A uniform plank of mass $m=1\text{kg}$ and of sufficient length , which is free to move only in the horizontal direction is placed upon the top of a solid cylinder of mass $2m$ and radius $R$. The plank is attached to a fixed wall by means of a light spring of spring constant $k=7\text{N/m}$. Assuming , there is no slipping between cylinder and the plane system, and between cylinder and the ground. Find the Angular frequency of small oscillations of the system.

• A. $2\text{rad/sec}$
• B. $1\text{rad/sec}$
• C. $3\text{rad/sec}$
• D. $4\text{rad/sec}$

Answer 1

The correct option is A $2\text{rad/sec}$

Suppose that the plank is displaced from its equilibrium position by $x$ at time $t$, the centre of the cylinder is therefore displaced by $\frac{x}{2}$.
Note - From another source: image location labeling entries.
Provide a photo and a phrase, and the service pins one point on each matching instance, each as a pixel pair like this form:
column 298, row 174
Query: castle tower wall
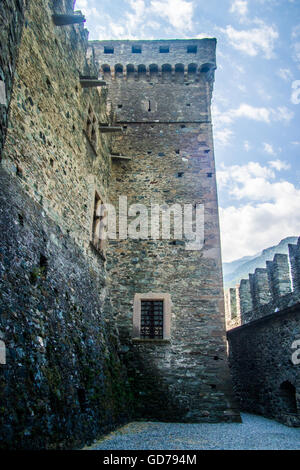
column 162, row 100
column 63, row 383
column 279, row 275
column 12, row 18
column 294, row 255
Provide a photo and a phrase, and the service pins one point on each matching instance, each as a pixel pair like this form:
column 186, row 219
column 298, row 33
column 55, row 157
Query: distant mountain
column 239, row 269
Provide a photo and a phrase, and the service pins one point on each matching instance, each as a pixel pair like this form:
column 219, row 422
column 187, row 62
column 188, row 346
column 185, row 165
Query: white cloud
column 179, row 13
column 247, row 146
column 268, row 148
column 295, row 97
column 265, row 211
column 260, row 39
column 240, row 7
column 285, row 74
column 247, row 111
column 279, row 165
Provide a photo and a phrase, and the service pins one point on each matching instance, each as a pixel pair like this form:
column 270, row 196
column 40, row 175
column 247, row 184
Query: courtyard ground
column 254, row 433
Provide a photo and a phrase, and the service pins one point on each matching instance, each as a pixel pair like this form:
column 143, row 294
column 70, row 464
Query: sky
column 256, row 103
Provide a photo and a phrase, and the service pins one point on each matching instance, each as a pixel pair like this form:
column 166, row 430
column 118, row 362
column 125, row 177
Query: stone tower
column 168, row 300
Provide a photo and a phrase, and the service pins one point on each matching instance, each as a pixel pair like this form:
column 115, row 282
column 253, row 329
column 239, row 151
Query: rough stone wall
column 11, row 18
column 63, row 383
column 232, row 308
column 260, row 355
column 294, row 256
column 266, row 379
column 172, row 161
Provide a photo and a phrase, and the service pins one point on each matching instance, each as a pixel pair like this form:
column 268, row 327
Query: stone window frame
column 100, row 246
column 136, row 333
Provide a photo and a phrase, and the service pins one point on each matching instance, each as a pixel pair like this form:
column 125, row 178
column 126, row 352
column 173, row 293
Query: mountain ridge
column 239, row 269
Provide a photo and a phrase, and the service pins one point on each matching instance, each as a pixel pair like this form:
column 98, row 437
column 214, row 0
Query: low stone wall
column 265, row 375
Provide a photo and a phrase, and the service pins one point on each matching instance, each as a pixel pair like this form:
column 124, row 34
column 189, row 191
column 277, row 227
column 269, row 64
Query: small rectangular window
column 136, row 49
column 152, row 316
column 109, row 50
column 192, row 49
column 164, row 49
column 152, row 319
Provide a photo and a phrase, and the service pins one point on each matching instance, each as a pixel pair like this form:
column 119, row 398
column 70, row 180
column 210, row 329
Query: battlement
column 267, row 290
column 162, row 59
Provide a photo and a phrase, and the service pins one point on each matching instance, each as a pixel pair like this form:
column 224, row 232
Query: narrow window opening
column 288, row 398
column 91, row 126
column 21, row 220
column 97, row 229
column 82, row 399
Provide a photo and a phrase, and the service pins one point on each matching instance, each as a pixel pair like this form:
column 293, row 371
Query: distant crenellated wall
column 262, row 348
column 267, row 290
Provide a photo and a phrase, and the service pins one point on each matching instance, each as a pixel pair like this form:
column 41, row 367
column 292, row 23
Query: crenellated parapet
column 232, row 307
column 267, row 290
column 294, row 255
column 279, row 275
column 179, row 73
column 172, row 60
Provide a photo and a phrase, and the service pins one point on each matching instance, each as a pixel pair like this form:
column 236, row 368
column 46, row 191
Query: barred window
column 152, row 316
column 152, row 319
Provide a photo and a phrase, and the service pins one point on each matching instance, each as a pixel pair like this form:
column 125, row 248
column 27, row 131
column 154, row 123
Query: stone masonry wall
column 267, row 290
column 266, row 380
column 63, row 383
column 172, row 161
column 11, row 18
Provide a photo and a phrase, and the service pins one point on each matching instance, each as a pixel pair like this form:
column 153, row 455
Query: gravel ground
column 255, row 433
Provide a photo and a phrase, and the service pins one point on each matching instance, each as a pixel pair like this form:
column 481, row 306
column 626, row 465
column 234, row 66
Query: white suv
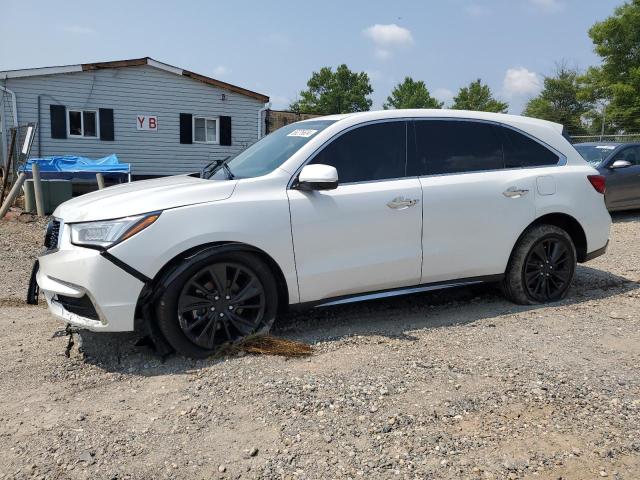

The total energy of the system is given by,

$E=K\text{(Plank)}+U\text{(Spring)}+K\text{(Cylinder)}$

$E=\frac{1}{2}{m}_1{v}_1^2+\frac{1}{2}k{x}^2+\frac{1}{2}{m}_2{v}_2^2+\frac{1}{2}I{\omega }^2$

$E=\frac{1}{2}m{\left(\frac{dx}{dt}\right)}^2+\frac{1}{2}k{x}^2+\frac{1}{2}2m{\left\{\frac{d}{dt}\left(\frac{x}{2}\right)\right\}}^2+\frac{1}{2}(\frac{1}{2}2m.R^2){\left\{\frac{1}{R}\frac{d}{dt}\left(\frac{x}{2}\right)\right\}}^2$

$\Rightarrow E=\frac{1}{2}\left(\frac{7}{4}m\right){\left(\frac{dx}{dt}\right)}^2+\frac{1}{2}k{x}^2$

Since, all the forces acting on the system are conservative, total energy of the system remains constant.

Differentiating on both sides with respect to time , we get,

$\frac{7}{4}m\frac{dx}{dt}\frac{d^{2}x}{d{t}^2}+kx\frac{dx}{dt}=0$

At time $t$ , $\frac{dx}{dt}\ne 0$

$\therefore \frac{7}{4}m\frac{d^{2}x}{d{t}^2}+kx=0$

$\Rightarrow a+\frac{4k}{7m}x=0$

Where $a$ is acceleration.

Comparing the above equation with $a=-{\omega }^{2}x$, we get,

$\omega =\sqrt{\frac{4k}{7m}}$

From the data given in the question ,

$\omega =\sqrt{\frac{4\times 7}{7\times 1}}=2\text{rad/sec}$

Thus, option (a) is the correct answer.